A great philosophical plague of the twentieth century, sure to tail us
into the millennium, is widespread feelings of personal pointlessness.
So many people are without a firm sense of purpose or meaning in their lives that the lack has come to seem normal. But few live happily that way. We’re generally not satisfied with the idea that our lives and our world are completely accidental and without rhyme or reason. The further we look in that direction without finding any other explanation, the harder it is to bear.
The existentialists are only partly to blame. They were so cool— hanging out on the Left Bank, smoking cigarettes, thinking deep
thoughts, scribbling philosophy and poetry on napkins and tablecloths.
The existentialists truly excelled at making it look romantic to kill off
God and step into the abyss.
A lot of people dip into existentialism, conclude that life is pointless, and wonder why, if that is so, they should bother with anything.
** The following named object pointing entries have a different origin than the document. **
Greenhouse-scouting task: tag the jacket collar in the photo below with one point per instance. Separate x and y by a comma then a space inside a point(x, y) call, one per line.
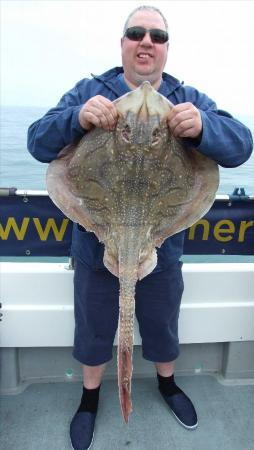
point(109, 79)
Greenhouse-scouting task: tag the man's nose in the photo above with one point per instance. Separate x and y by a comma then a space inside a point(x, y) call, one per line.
point(147, 39)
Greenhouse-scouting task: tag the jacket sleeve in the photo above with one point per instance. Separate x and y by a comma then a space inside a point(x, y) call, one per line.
point(224, 139)
point(57, 128)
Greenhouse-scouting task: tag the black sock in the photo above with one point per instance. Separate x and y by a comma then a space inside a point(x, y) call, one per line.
point(89, 400)
point(167, 385)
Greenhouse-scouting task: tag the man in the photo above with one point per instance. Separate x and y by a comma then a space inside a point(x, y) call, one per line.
point(197, 121)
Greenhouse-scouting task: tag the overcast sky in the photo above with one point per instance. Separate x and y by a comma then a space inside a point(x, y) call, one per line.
point(47, 46)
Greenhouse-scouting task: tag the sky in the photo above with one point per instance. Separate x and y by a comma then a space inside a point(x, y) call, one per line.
point(48, 46)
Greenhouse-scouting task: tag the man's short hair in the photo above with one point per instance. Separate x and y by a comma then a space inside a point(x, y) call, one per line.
point(145, 8)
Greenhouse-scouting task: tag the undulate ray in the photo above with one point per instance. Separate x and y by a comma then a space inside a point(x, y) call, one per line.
point(133, 187)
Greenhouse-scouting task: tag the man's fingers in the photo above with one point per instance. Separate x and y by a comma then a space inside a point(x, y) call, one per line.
point(180, 117)
point(184, 120)
point(184, 129)
point(100, 112)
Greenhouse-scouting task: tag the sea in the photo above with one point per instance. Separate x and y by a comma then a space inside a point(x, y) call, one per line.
point(19, 169)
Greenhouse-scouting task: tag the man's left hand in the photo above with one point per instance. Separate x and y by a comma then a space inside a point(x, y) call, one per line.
point(184, 120)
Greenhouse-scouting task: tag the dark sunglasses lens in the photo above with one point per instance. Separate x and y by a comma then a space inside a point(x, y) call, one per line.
point(158, 36)
point(135, 33)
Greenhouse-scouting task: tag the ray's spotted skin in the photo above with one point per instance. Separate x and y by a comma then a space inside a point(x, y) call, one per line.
point(133, 187)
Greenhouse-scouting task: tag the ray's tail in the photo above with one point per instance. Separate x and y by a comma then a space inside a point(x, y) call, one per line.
point(128, 269)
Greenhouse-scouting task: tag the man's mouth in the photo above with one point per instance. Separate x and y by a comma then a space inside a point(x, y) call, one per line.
point(144, 56)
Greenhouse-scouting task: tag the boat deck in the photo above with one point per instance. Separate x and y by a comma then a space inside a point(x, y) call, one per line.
point(39, 417)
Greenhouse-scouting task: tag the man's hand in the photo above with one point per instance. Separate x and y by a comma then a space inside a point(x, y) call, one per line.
point(184, 120)
point(100, 112)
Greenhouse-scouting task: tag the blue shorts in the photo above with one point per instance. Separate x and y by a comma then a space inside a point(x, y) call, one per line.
point(96, 307)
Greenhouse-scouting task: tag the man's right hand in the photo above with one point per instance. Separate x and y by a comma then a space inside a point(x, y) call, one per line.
point(100, 112)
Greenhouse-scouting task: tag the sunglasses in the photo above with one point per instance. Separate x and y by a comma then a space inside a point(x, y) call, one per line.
point(138, 33)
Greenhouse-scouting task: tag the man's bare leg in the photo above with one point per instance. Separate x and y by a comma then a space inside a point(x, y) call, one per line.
point(92, 375)
point(165, 369)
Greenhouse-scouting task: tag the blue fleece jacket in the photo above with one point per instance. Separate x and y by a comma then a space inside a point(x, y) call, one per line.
point(224, 139)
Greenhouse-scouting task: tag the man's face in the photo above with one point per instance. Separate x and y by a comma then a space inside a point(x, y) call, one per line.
point(144, 60)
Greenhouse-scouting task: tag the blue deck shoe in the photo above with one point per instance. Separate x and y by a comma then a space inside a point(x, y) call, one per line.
point(182, 408)
point(82, 430)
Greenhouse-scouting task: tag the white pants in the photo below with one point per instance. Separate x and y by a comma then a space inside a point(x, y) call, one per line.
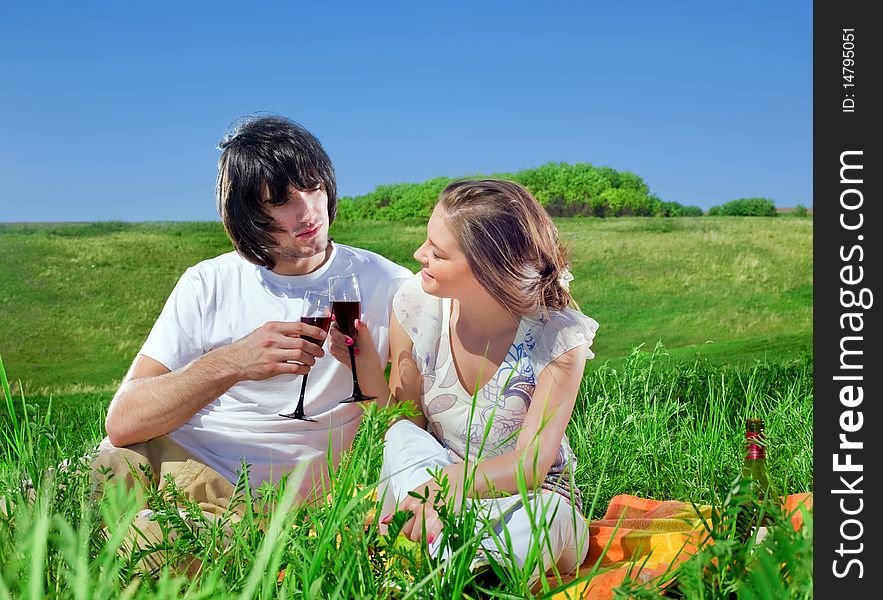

Here’s my favorite argument to stop that slide into existential depression: If life as we know it is indeed a fantastically unlikely accident, all the more reason to appreciate it. If we come from nothingness and will return to nothingness, I say let’s spend the time we have celebrating the very some-thingness of life. Our time here is precious—literally irreplaceable. So: live authentically! The catch there is that you have to figure out what living authentically means to you, but one thing it surely implies is engagement with—not withdrawal from—life itself. Use your free will to choose renewed appreciation of every moment rather than despair.